Eine Stunde lang wütete das Unwetter am Sonntagabend über Luxemburg. Rettungseinsätze am laufenden Band, überschwemmte Straßen, umgeknickte Bäume, beschädigte Dächer, kaputte Fahrzeuge… Doch auch Betriebe erwischte der Sturm knallhart. So etwa der Gemüsebetrieb «Téintener Geméis».

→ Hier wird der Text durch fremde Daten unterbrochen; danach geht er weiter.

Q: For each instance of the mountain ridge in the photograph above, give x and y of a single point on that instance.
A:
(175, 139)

«Ich arbeite seit 12 Jahren in diesem Betrieb und habe so etwas noch nie gesehen», so Sam Everad, zuständig für die Produktion bei «Téintener Geméis», gegenüber Tageblatt.lu. 7 von 10 Hektar Gemüseanbau wurden beschädigt. Vor allem Salat und Kohl sind hin. Nur die Zwiebeln blieben verschont.
Der Gemüsebetrieb ist Teil eines 148-Hektar-Bauernhofes. «Téintener Geméis» beliefert unter anderem die Luxemburger Supermarktkette Cactus, verkauft ihr Gemüse aber auch direkt am Bauernhof in Tuntingen.
«Versichern lohnt sich nicht»
«Wir haben die Kulturen nicht versichert», so Everad. «Dies ist zu teuer und lohnt sich in Luxemburg nicht.» Nun habe man einen quasi Totalausfall der Produktion, ein Risiko mit dem man leben müsse. In den letzten 12 Jahren sei dies noch nie passiert.
Ob noch andere landwirtschaftliche Betrieb von den Folgen des Unwetters betroffen sind, ist unklar. «Wir haben noch keine konkreten Hinweise auf beschädigte Kulturen bekommen», so Pol Gantenbein, Generalsekretär der Landwirtschaftskammer, auf Nachfrage von Tageblatt.lu. Zu diesem Zeitpunkt sei es noch zu früh um eine Bilanz der möglichen Schäden zu ziehen, so Gantenbein.